A celebration of Native American culture began Friday at Hansen Dam Equestrian Center in Lake View Terrace--a local showcase that organizers hope will become an annual event.
Promoter Dick Wixon said that nearly 40 tribes will attend the three-day Los Angeles Intertribal Powwow, including Kiowa, Choctaw, Navajo, Pawnee and Sioux. The highlight will be a variety of dance competitions and exhibitions, he said. Events, which are open to the public, continue today and Sunday roughly from 10 a.m. to 8 p.m.
D.D. Winterbear, a Choctaw whose booth displayed an abundance of handcrafted wares, said the powwow offers Native Americans a unique opportunity to share their traditions.
“It’s part of giving back to the people, not only to your own culture but also to the cultures you touch,” she said.
Among her many offerings, Winterbear displayed a deer-dance rattle, made from the bones of a stag. The purpose of the dance, she explained, is to thank the deer for giving its life so that humans can eat.
“You honor him by using all his parts,” she said.
Sue Bicknell, of La Canada Flintridge, said she was attracted to the powwow by its educational aspect, which gave her children a chance to explore Native American life up close.

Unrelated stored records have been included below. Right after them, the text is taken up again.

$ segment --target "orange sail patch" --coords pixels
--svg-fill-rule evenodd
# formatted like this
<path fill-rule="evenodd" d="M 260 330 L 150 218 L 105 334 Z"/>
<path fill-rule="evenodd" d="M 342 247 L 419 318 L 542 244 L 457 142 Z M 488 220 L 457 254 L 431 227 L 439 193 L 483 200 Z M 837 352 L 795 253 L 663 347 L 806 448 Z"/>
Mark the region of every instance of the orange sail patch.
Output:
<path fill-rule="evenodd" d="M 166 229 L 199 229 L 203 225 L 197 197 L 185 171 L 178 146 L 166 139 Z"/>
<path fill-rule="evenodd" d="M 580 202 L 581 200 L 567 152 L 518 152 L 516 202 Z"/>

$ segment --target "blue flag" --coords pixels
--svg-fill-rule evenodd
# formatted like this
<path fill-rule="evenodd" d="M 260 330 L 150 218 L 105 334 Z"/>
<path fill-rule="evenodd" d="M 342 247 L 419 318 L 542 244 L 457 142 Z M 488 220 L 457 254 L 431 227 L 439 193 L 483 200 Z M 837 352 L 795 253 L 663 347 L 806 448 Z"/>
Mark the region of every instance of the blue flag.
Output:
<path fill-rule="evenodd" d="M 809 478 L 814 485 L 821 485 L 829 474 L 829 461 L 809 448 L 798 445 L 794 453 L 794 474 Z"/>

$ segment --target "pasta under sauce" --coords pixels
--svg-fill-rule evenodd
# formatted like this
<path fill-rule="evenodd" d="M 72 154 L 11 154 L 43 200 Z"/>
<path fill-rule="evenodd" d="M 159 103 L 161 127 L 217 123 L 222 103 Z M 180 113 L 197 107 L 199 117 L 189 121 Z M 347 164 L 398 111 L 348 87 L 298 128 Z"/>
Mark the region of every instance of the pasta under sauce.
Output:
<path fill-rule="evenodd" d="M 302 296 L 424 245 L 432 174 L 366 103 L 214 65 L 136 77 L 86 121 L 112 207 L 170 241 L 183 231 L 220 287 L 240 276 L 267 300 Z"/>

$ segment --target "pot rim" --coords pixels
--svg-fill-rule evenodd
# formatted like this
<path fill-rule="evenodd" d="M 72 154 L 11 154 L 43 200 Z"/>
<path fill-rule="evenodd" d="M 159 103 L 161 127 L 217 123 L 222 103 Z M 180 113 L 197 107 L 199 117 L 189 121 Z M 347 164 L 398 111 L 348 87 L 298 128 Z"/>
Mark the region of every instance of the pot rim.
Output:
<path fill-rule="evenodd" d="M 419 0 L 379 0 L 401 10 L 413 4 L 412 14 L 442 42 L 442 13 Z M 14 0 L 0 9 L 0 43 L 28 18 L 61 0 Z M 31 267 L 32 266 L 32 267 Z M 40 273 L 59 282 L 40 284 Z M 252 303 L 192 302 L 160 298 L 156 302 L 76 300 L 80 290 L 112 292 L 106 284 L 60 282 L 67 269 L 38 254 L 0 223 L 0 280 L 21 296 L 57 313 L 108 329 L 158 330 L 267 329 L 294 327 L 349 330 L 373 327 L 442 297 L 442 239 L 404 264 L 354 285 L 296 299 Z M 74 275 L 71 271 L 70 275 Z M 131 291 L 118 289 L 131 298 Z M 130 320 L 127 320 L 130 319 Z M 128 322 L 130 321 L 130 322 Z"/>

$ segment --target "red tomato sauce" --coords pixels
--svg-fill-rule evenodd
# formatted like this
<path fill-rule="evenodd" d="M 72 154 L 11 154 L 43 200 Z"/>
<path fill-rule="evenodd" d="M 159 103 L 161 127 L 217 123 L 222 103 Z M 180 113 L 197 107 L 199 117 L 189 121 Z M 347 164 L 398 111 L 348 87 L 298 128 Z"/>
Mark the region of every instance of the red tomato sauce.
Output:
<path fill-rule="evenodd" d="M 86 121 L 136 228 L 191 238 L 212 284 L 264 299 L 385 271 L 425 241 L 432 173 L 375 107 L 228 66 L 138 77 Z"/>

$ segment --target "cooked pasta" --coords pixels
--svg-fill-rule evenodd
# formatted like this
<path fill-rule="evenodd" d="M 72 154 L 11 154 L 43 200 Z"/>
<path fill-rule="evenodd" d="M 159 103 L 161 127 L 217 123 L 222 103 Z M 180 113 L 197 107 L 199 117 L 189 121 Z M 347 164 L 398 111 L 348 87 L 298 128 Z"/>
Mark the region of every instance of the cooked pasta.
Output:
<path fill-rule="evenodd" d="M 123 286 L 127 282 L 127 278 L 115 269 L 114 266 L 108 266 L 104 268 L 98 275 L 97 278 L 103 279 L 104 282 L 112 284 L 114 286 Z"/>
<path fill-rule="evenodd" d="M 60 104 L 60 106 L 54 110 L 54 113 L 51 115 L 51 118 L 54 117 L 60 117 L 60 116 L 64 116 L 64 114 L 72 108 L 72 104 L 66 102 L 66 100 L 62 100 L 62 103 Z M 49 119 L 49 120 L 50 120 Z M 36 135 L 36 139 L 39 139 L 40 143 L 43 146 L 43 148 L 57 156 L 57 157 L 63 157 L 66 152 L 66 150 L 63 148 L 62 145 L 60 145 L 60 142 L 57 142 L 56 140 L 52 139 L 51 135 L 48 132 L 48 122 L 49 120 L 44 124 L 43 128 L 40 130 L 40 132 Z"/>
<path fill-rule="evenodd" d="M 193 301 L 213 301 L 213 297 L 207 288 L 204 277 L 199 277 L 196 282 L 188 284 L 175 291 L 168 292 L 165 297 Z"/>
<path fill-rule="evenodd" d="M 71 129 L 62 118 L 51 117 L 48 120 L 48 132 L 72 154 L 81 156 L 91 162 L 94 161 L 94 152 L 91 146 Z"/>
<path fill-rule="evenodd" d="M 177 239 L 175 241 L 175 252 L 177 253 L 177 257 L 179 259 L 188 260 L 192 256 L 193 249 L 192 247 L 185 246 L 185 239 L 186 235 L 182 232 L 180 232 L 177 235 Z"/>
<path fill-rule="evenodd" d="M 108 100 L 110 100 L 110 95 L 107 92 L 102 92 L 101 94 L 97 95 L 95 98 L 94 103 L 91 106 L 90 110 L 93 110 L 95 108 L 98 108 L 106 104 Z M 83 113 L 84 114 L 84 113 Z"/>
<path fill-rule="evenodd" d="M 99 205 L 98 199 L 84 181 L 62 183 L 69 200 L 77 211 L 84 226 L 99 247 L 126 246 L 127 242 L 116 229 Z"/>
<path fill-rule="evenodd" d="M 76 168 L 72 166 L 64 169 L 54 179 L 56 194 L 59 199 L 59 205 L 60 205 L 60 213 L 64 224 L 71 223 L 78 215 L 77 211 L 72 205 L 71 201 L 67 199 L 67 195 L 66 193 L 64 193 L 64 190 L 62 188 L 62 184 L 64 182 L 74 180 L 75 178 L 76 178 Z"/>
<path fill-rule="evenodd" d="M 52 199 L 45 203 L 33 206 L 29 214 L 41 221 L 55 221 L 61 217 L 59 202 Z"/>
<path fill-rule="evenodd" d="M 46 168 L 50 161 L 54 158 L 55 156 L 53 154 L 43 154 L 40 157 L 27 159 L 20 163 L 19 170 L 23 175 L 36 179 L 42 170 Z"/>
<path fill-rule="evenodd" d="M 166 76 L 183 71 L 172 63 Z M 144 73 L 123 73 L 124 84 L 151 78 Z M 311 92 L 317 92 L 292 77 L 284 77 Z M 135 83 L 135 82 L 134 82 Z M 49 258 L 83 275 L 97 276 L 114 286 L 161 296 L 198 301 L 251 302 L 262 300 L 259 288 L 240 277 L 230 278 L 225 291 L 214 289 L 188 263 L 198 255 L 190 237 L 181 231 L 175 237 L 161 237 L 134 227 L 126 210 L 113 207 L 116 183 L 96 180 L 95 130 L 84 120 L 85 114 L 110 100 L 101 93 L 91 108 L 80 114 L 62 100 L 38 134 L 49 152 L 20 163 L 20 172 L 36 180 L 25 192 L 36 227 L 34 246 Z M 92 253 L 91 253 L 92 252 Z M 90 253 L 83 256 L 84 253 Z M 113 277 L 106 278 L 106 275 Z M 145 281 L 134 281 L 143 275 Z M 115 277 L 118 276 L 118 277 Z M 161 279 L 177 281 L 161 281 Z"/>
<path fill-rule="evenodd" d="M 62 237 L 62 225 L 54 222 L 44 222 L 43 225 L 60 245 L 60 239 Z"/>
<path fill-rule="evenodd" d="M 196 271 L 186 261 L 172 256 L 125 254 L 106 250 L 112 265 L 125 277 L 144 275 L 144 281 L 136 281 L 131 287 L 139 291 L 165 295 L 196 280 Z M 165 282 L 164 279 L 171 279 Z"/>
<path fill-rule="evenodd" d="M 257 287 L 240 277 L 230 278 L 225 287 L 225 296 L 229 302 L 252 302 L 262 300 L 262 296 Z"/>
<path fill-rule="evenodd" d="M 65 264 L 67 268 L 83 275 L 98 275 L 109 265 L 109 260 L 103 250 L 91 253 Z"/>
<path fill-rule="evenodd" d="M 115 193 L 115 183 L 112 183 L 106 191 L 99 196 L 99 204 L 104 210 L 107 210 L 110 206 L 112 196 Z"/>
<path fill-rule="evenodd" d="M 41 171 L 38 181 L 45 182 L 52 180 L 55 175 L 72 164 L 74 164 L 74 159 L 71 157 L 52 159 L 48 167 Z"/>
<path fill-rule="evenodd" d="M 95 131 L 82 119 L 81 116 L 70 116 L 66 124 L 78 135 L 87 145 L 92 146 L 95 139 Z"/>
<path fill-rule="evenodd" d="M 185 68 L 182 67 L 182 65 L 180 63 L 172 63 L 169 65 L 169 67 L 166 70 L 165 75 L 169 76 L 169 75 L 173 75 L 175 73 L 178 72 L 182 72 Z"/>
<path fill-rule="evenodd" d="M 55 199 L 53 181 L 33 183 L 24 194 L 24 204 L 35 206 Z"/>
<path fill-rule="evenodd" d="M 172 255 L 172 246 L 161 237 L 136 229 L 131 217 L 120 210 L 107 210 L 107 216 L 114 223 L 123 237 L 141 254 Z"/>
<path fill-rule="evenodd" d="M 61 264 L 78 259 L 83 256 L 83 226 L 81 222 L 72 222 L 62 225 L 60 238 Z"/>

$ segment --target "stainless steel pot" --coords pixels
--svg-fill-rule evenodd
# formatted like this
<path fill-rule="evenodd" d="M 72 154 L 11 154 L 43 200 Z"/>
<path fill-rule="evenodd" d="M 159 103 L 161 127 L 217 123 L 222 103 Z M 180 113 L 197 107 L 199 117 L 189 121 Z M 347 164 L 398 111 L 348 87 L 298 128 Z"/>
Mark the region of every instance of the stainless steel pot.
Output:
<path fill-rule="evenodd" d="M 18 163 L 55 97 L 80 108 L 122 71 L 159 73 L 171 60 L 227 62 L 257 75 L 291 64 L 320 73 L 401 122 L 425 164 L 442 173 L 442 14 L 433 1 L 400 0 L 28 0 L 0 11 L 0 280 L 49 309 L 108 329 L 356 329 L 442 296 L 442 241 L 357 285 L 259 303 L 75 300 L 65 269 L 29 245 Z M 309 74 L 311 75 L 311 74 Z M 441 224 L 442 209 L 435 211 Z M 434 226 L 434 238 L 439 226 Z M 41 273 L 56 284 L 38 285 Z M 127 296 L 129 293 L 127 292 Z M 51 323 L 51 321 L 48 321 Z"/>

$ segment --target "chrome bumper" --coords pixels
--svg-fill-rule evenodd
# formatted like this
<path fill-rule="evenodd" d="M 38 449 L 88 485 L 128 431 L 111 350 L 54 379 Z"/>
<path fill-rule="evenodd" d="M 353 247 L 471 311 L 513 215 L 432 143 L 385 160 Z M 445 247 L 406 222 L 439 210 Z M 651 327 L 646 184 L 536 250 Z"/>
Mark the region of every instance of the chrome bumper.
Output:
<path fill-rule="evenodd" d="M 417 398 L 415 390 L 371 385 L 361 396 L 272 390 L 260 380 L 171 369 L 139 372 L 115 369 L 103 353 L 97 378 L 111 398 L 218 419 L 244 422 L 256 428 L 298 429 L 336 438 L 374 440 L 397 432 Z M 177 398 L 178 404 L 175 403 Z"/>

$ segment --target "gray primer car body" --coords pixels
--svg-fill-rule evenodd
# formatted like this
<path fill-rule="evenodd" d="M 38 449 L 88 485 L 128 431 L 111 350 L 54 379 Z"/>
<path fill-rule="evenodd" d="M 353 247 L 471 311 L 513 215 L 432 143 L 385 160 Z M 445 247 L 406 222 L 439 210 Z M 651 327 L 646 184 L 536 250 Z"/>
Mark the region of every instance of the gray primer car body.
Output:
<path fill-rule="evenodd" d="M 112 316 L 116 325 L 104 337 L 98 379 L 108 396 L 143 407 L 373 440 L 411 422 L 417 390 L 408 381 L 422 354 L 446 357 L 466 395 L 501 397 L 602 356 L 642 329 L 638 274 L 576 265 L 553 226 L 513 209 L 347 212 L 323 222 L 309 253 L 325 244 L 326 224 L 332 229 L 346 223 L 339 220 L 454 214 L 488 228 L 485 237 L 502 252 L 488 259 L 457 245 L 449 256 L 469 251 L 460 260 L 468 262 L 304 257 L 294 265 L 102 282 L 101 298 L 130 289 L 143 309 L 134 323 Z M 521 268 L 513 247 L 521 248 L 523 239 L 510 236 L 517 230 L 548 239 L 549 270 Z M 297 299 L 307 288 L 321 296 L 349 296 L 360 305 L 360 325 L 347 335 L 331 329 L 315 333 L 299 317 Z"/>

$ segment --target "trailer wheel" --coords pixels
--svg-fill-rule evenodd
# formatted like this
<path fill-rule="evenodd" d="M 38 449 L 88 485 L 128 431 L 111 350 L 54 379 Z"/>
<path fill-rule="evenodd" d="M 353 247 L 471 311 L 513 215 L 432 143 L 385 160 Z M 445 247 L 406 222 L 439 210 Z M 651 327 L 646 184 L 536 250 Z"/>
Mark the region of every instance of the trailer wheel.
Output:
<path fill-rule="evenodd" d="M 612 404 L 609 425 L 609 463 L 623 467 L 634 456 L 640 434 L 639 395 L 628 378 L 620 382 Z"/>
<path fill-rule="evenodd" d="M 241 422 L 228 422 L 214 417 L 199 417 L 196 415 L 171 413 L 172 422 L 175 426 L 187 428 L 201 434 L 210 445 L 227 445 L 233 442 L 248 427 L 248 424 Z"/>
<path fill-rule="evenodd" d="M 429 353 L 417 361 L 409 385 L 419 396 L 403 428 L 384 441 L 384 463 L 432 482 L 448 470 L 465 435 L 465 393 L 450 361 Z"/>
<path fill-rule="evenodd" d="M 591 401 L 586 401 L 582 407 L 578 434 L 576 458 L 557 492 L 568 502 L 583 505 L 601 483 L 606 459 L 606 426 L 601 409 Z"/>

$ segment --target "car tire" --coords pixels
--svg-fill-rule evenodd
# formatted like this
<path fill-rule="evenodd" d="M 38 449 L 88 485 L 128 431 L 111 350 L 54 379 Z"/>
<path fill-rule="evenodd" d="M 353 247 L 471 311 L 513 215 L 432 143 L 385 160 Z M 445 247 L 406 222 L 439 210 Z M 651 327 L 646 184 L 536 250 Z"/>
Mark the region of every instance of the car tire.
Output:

Jenna Bicknell, 11, said she liked “the way they treat the earth,” while brother Jay, 6, was more impressed by the bones and traps on display.
Also on hand Friday were a group of part-time cowboys who spent the afternoon practicing for a mounted shooting competition this weekend.
One competitor, Mel Astrahan, who performs in character as gunslinging veterinarian “Doc” Mortimer, said the troupe of riders often appears in elaborate scenarios in which balloon targets represent bandits, or in the case of the “Pony Express” script, Native Americans.
“We won’t do that one here,” he joked.